徳島大学歯学部卒業後、愛知県大府市にてこころ歯科クリニックを開院。マイクロスコープ(手術用顕微鏡)を歯科治療に利用し、またそれに関する講演も行っている。
ですが、タバコがお口に与える害というのはやはり確かにあるのです。しかもタバコを吸っていると、ただでさえ気づきにくい歯周病サインがさらにわかりにくくなってしまうのです。
統計によると、タバコを1日に10本以上吸う人は歯周病にかかるリスクが5.4倍、そして10年以上喫煙している人に関していえば、4.3倍にも高まるという結果が出ています。また、いずれの場合も歯周病が悪化して重症化しやすいことがわかっています。
歯の表面にヤニ(タール)がこびりつきます。ヤニは一度つくと、なかなか取り除くことが困難で、そのベタベタした表面にプラークや歯石が溜まりやすくなります。また、ヤニは持続的に有害物質を周囲に放出し続けます。
タバコの煙に含まれる一酸化炭素は、歯茎や歯の周囲組織への酸素の供給を妨げます。また、ニコチンは血管を収縮させ、体が酸素不足、栄養不足の状態になります。
ニコチンは免疫機能も狂わせてしまうため、病気に対する免疫力が低下したり、アレルギーなども起こしやすくなります。また、タバコを吸うことによって、唾液の分泌も落ちてしまうため、口の中の唾液による自浄作用や免疫作用なども落ち、それによっても歯周病リスクが高まります。
タバコを吸うと、タバコそのものの匂いがお口にこびりつくのはもちろんのこと、タバコによって悪化した歯周病の匂いが混ざり、ひどい口臭となって外に出てしまうことが珍しくありません。
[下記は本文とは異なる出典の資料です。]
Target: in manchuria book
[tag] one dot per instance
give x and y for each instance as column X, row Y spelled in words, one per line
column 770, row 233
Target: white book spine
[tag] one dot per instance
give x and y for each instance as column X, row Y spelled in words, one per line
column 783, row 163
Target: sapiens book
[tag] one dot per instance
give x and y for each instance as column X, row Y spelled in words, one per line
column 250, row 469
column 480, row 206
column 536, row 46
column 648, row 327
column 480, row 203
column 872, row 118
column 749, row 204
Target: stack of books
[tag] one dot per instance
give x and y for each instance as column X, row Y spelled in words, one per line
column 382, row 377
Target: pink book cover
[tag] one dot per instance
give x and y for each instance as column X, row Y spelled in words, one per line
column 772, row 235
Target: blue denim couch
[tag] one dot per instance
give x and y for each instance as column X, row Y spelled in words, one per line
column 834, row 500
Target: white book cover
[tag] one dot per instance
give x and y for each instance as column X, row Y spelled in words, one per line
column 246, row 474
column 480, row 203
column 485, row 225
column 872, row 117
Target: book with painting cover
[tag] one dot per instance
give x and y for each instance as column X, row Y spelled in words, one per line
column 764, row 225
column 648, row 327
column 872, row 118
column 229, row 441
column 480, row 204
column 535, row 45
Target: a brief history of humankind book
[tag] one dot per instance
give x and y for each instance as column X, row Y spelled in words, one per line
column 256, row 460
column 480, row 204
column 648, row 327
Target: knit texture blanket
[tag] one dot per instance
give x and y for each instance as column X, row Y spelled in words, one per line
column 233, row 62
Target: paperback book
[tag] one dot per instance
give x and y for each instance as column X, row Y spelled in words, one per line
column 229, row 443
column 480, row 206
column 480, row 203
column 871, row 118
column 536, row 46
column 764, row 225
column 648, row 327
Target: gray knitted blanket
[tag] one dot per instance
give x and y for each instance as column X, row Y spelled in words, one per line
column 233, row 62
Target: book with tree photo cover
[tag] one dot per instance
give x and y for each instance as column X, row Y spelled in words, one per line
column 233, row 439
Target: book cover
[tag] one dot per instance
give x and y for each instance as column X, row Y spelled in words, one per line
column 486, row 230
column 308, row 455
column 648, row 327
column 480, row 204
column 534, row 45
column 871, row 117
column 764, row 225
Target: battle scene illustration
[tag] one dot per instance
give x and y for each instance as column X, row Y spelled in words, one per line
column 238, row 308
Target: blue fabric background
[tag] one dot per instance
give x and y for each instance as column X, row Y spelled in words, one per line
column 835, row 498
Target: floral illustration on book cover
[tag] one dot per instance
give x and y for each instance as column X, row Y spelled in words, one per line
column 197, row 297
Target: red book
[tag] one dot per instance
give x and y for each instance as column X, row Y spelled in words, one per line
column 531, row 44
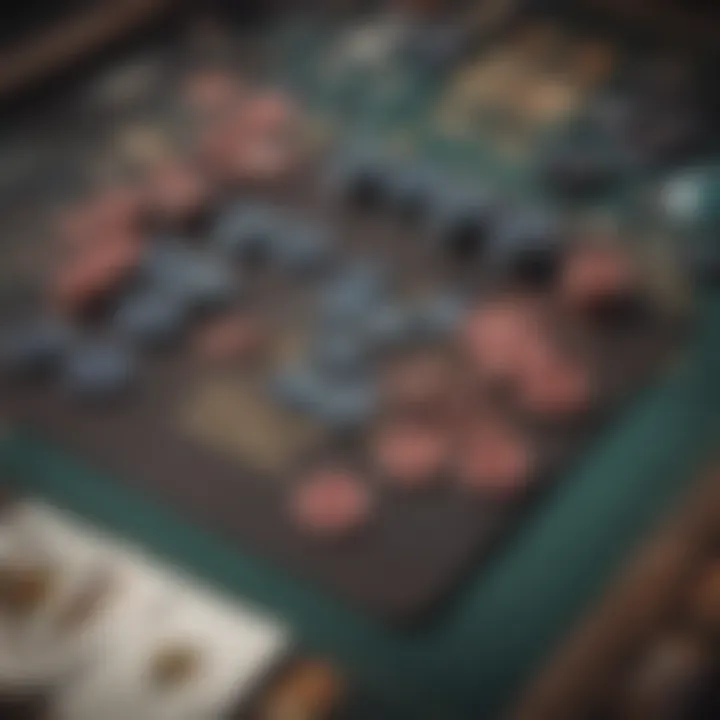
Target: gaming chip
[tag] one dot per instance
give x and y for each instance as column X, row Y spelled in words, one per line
column 87, row 602
column 494, row 460
column 495, row 336
column 35, row 345
column 234, row 337
column 118, row 210
column 409, row 454
column 345, row 404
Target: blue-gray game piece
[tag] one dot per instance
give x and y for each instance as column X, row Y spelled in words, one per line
column 198, row 279
column 463, row 221
column 151, row 317
column 96, row 370
column 340, row 354
column 35, row 345
column 346, row 405
column 349, row 296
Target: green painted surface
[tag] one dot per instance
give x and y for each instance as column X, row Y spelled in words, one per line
column 472, row 658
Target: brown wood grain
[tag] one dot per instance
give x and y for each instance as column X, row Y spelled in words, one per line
column 585, row 669
column 56, row 48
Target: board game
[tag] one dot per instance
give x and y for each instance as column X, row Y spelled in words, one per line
column 276, row 281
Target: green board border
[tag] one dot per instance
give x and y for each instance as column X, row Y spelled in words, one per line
column 471, row 661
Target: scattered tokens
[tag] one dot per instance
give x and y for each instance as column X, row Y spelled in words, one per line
column 103, row 217
column 331, row 502
column 176, row 192
column 495, row 334
column 35, row 345
column 237, row 337
column 212, row 91
column 152, row 318
column 553, row 385
column 493, row 460
column 98, row 370
column 595, row 274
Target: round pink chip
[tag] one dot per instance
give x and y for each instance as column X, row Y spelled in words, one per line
column 331, row 502
column 496, row 334
column 494, row 460
column 112, row 211
column 175, row 191
column 411, row 455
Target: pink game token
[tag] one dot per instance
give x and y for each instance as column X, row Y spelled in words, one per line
column 231, row 338
column 331, row 502
column 176, row 192
column 411, row 455
column 494, row 460
column 95, row 273
column 594, row 273
column 495, row 334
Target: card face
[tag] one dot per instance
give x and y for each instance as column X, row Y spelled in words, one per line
column 123, row 635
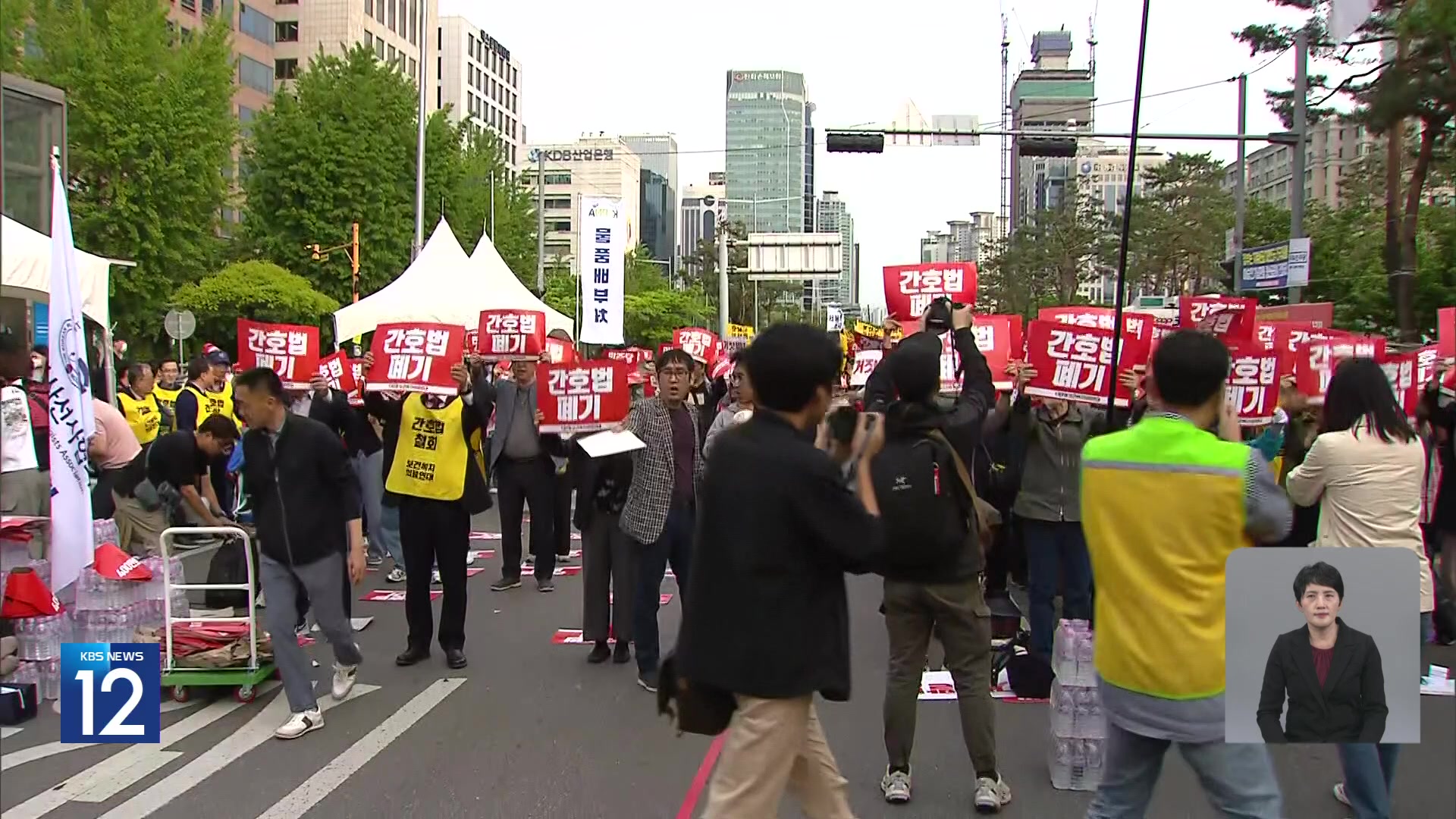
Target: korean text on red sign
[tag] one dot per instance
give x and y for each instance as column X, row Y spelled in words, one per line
column 910, row 289
column 290, row 350
column 1254, row 384
column 511, row 334
column 582, row 397
column 416, row 357
column 696, row 341
column 1075, row 363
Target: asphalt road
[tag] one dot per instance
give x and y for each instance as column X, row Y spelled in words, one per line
column 530, row 730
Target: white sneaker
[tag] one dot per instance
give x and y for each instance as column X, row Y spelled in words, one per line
column 896, row 786
column 344, row 678
column 300, row 723
column 992, row 795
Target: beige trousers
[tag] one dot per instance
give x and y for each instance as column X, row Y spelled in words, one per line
column 774, row 745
タバコを吸うと、歯茎の血流が悪くなったり、ニコチンがビタミンCを破壊することによってビタミンCのメラニン細胞増殖抑制効果が働かなくなるので、歯茎や唇のメラニン色素が増え、どす黒く変色して不健康な見た目になってしまいます。
タバコを吸うと、歯茎の血流量が減りますので、歯茎が歯周病で炎症を起こしているとしても、出血が少なくなります。また、喫煙のせいで歯茎は硬くなり、炎症を起こした時のようなブヨブヨ腫れた状態にはならないので、そのことも歯周病の発見を遅らせてしまいます。
タバコの影響で歯茎の色が黒くなり、本来炎症が起こっている時のような赤くなるというサインが見えません。そのため、はたから見ると炎症が起こっていることがわかりません。
タバコを吸うと血流が悪くなることに加え、タバコに含まれるニコチンが、傷を治す細胞の働きを抑えてしまうため、傷の治りが悪くなります。そのため、喫煙者は歯周病治療をしても非常に治りが悪く、治療をしてもなかなか治らず悪化してしまうことが多いと言えます。
歯茎の色も、禁煙するとだんだん元のピンク色に戻ってきます。ただ、ある調査では、非喫煙者と同じくらいの歯の喪失リスクになるのは、禁煙をしてから約13〜15年も必要だという結果が出ていますし、また他の調査においては、禁煙してから10年以上経っても20%は歯を失うリスクが残るという結果となっています。
つまり喫煙者は、タバコをやめてからも10年くらいはタバコによる歯の喪失リスクを背負い続けることになります。また、タバコを吸う本数が少ないからといってリスクがゼロになるわけではありません。タバコによる歯周病のリスクをなくすには、やはり禁煙が一番だということが言えるでしょう。